Finding Unusual PowerShell with Frequency Analysis

I have, for a long time, been watching my logs for unusually long command line artifacts. Something suspicious doesn't have to be long, but except for a few well-known and easily ignored applications, most long command lines are suspicious. For example, imagine you came across this in your logs:

Suspicious, am I right? I'm pretty sure I don't have to bother taking all of that apart to know I'm going to have to start investigating that system.

There are millions of command-line events logged per day in my environment though. There has to be a better way of looking for evil than scrolling through everything that's over 300 characters, or 500, or whatever arbitrary limit you set within your environment. Here's a better way to look for "interesting things"

Frequency Analysis

I wanted to find things that didn't look "normal". What is normal in any given environment will vary, but for most of us, PowerShell consists of an English ver-noun pair, and uses English words for flags. So a typical command (PowerShell or otherwise) will typically have a large number of E's, T's, and A's, and a small number of X's, Q's, and Z's. On the other hand, something that is encrypted, obfuscated, or encoded may not have this same pattern.

The basis for my code is this handy  Python script:

When I say the basis, I mean literally everything important. Here's an easier to read version, but one that lacks the background:

So we gather all of our commands, run them through this Python script, and get a score for each. Then we set a threshold and generate a report for everything that exceeds that threshold . My run this morning took over 1.1 million commands, uniqued them down to 20,000, and then produced a report that had only 21 items in it. Not too bad!

The code below is taking these commands from Splunk, and I've left that in place if you want an example to work with. However, these could be from anywhere you centrally log your commands.

What can we do better?

Before I let you look at my code, understand that there's more we can do and this is not a final product. So where can we go from here?
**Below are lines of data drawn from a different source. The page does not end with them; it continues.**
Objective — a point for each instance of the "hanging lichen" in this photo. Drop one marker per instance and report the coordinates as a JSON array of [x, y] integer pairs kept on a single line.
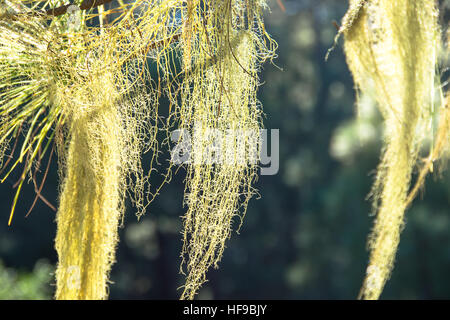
[[222, 50], [89, 90], [391, 49]]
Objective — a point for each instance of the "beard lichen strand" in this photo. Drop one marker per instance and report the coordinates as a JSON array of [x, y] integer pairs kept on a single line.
[[219, 96], [391, 52], [90, 205]]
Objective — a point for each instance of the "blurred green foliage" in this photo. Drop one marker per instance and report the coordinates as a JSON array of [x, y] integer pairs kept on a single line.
[[305, 237], [26, 285]]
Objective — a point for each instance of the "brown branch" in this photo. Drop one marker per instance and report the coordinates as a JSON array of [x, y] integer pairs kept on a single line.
[[85, 5], [59, 11]]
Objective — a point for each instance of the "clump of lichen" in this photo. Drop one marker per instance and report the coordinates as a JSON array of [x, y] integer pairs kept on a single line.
[[391, 49]]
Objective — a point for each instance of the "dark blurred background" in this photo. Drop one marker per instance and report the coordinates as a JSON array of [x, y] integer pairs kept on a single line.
[[305, 238]]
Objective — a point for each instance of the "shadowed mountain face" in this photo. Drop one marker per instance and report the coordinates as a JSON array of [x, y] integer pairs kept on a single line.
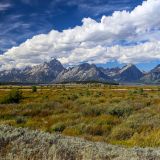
[[153, 76], [83, 72], [54, 72], [129, 73]]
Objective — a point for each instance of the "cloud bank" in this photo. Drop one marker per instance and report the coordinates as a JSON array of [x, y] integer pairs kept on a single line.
[[128, 37]]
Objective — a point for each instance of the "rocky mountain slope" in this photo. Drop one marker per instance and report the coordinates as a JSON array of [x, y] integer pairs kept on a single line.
[[153, 76], [128, 73], [83, 72], [18, 144], [54, 72]]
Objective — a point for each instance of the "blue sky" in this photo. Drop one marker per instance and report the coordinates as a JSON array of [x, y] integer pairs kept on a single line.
[[22, 19]]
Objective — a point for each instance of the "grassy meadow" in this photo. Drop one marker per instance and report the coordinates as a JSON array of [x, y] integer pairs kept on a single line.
[[125, 115]]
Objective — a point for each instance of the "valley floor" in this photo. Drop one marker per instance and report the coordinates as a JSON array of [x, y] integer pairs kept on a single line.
[[24, 144], [121, 115]]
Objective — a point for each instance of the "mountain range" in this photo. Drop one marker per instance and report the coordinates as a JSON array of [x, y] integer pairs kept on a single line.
[[54, 72]]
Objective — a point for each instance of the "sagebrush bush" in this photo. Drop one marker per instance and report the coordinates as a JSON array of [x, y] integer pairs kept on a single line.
[[120, 111], [34, 88], [14, 96], [59, 127], [91, 111]]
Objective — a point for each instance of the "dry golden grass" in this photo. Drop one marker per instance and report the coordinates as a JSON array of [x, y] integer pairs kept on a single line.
[[126, 115]]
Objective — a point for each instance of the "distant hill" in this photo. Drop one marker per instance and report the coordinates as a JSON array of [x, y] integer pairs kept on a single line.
[[83, 72], [54, 72], [153, 76]]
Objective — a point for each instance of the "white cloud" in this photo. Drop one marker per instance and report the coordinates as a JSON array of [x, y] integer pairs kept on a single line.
[[4, 6], [97, 42]]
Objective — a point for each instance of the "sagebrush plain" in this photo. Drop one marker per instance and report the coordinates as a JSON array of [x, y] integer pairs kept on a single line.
[[123, 115]]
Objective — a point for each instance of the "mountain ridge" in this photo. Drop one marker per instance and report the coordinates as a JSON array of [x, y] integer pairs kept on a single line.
[[54, 72]]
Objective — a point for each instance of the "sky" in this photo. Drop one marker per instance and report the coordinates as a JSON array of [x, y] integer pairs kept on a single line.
[[108, 33]]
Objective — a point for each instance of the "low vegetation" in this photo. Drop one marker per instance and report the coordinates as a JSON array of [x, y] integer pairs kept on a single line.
[[122, 115]]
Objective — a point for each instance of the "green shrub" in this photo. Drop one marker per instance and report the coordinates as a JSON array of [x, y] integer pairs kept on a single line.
[[20, 120], [34, 89], [14, 96], [121, 133], [90, 111], [59, 127], [120, 111]]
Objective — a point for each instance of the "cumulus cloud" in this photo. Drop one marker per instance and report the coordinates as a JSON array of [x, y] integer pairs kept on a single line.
[[4, 6], [97, 42]]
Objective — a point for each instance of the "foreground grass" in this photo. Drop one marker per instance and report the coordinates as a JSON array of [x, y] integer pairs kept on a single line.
[[118, 115]]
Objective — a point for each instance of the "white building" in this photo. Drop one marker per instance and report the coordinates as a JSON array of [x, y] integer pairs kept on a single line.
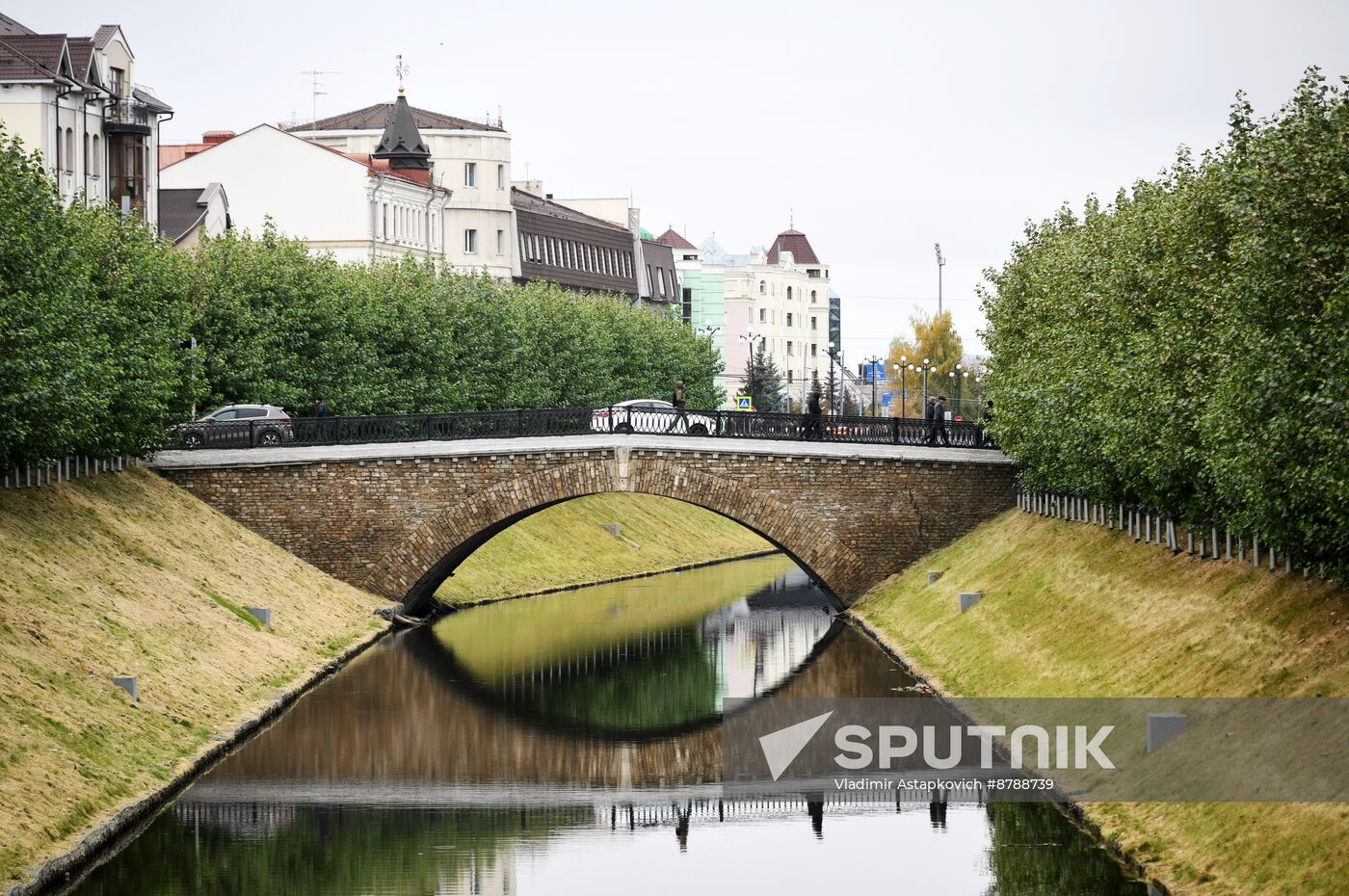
[[782, 296], [76, 101], [357, 206], [468, 158]]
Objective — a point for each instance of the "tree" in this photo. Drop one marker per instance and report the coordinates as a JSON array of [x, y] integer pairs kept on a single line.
[[1187, 346], [937, 340], [764, 381]]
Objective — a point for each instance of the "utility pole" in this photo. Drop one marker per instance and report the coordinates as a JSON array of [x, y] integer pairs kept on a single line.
[[872, 367], [940, 263]]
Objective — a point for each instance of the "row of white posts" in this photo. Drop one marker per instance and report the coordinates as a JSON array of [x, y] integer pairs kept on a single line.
[[54, 471], [1156, 526]]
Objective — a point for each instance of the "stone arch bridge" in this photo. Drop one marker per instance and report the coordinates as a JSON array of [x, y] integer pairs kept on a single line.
[[398, 518]]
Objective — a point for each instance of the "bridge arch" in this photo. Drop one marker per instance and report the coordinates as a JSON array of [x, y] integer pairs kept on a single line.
[[428, 555]]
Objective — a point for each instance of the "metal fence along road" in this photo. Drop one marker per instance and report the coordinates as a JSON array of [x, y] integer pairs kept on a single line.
[[572, 421]]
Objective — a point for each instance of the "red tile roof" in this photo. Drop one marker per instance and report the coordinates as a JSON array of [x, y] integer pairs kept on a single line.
[[104, 34], [374, 118], [31, 57], [674, 241], [795, 243]]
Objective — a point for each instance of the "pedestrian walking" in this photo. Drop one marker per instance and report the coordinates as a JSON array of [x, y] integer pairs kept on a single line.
[[677, 400], [939, 423], [326, 430], [812, 416]]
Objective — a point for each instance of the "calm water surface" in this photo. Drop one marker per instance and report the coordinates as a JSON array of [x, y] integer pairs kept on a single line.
[[569, 744]]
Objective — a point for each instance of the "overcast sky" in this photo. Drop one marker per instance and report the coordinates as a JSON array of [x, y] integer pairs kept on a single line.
[[883, 127]]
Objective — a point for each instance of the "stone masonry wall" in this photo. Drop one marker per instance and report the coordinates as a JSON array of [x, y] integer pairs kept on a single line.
[[398, 526]]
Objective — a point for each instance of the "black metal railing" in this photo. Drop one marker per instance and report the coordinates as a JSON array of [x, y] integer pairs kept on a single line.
[[572, 421]]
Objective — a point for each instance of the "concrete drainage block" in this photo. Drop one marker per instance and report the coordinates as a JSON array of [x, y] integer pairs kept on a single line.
[[128, 684], [1163, 726]]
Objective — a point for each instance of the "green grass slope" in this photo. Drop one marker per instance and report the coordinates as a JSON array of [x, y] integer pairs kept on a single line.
[[1079, 610], [567, 544], [127, 575]]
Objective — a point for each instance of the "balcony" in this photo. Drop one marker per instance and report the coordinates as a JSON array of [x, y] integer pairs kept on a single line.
[[128, 117]]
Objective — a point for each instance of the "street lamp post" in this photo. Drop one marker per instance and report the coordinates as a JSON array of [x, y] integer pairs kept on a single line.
[[940, 263], [870, 363], [749, 339]]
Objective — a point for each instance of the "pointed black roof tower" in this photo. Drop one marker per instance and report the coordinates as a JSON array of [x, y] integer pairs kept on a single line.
[[402, 144]]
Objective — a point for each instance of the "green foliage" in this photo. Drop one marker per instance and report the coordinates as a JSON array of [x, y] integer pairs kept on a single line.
[[1189, 346], [937, 340], [92, 313], [96, 312], [764, 382]]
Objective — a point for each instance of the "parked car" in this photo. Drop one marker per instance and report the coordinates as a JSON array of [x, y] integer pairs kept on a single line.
[[650, 416], [238, 427]]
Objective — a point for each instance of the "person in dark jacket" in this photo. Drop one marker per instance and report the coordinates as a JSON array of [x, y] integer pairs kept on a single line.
[[939, 423], [812, 416], [677, 400], [326, 430]]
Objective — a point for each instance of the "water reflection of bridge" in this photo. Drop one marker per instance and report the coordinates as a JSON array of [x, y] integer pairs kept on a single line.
[[390, 718]]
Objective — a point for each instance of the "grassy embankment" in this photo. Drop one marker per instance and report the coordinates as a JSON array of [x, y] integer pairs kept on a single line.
[[567, 545], [127, 575], [1078, 610]]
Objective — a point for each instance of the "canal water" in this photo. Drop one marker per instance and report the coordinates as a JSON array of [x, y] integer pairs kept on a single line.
[[569, 744]]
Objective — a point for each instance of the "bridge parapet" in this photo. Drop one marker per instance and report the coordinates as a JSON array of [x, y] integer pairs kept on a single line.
[[397, 518]]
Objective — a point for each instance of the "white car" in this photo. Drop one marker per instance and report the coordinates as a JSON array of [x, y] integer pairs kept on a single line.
[[650, 416]]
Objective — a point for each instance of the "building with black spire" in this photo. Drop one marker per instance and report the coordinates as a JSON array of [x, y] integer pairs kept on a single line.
[[360, 206]]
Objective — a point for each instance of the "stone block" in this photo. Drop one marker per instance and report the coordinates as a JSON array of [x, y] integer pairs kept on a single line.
[[1163, 726], [128, 684], [262, 614]]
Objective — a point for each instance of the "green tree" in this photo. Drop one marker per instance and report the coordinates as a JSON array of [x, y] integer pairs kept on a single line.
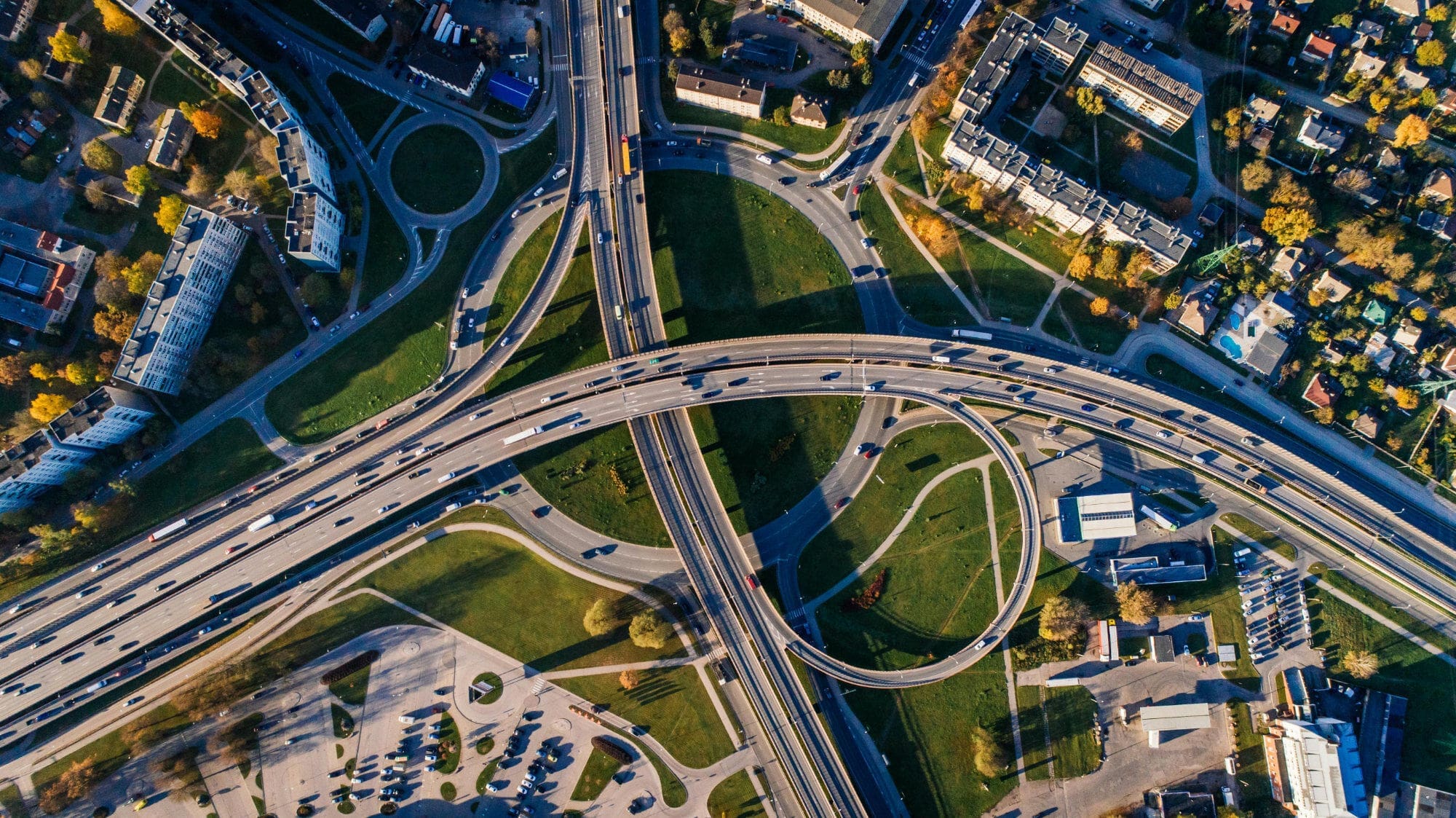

  • Train the frequency analysis on known-good commands that don't include encoded, encrypted, or obfuscated content.
  • Improve the scoring engine. For example, I've seen commands that include a large number of A's (30+ A's in a row). This screws up the frequency of the letter A appearing, but may not be sufficiently penalized in the current scoring engine.
  • Score based on all letter positions, and not just highest and lowest. Currently, the engine uses the top and bottom 6 letters to generate a score.
  • Other ways to analyze the commands. One thing you might notice is that I also have an entropy calculation included.
  • Analysis of the order of the letters? I'm thinking of something like a per-position Markov attack in hashcat, e.g. "s" is most likely followed by a "t".
  • Play with the thresholds. This is up to you and your environment. In my code though, I report on everything longer than 300 characters, with a patch score less than or equal to 5.

I'm sure there's more, that's off the top of my head.

The code

I'll include it below, but it's much easier to read here:


import urllib
import httplib2
from xml.dom import minidom
import math

baseurl = 'https://<domain>' 
userName = '<username>'
password = '<password>'
output = 'csv'  #options are: raw, csv, xml, json, json_cols, json_rows
				# If you are using "table" in your search result, you must(?) use "csv"
longest = 0
average = 0
averageEntropy = 0
largestEntropy = 0
averageEngFreq = 0
count = 1
searchSet = []
englishLetterFreq = {'E': 12.70, 'T': 9.06, 'A': 8.17, 'O': 7.51, 'I': 6.97, 'N': 6.75, 'S': 6.33, 'H': 6.09, 'R': 5.99, 'D': 4.25, 'L': 4.03, 'C': 2.78, 'U': 2.76, 'M': 2.41, 'W': 2.36, 'F': 2.23, 'G': 2.02, 'Y': 1.97, 'P': 1.93, 'B': 1.29, 'V': 0.98, 'K': 0.77, 'J': 0.15, 'X': 0.15, 'Q': 0.10, 'Z': 0.07}
# The below was trained on ~1.1 commands from a 24 hour period, for testing purposes currently
#englishLetterFreq = {'E': 12.07, 'S': 7.93, 'O': 6.69, 'T': 6.41, 'I': 6.08, 'N': 6.02, 'R': 5.98, 'C': 5.94, 'A': 5.92, 'F': 5.68, 'M': 4.74, 'P': 3.54, 'D': 3.42, 'L': 3.09, 'W': 2.85, 'G': 2.71, 'X': 2.56, 'H': 1.62, 'V': 1.58, 'B': 1.36, 'Y': 1.34, 'U': 1.18, 'K': 0.68, 'Q': 0.4, 'J': 0.15, 'Z': 0.03}

searchQuery = '(index=wineventlog EventCode=4688 Process_Command_Line="*") OR (index=wineventlog EventCode=1 CommandLine="*") earliest=-1d latest=now | eval Commands=coalesce(CommandLine,Process_Command_Line) | table Commands'

	serverContent = httplib2.Http(disable_ssl_certificate_validation=True).request(baseurl + '/services/auth/login','POST', headers={}, body=urllib.parse.urlencode({'username':userName, 'password':password}))[1]
	print("error in retrieving login.")

	 sessionKey = minidom.parseString(serverContent).getElementsByTagName('sessionKey')[0].childNodes[0].nodeValue
	 print("error in retrieving sessionKey")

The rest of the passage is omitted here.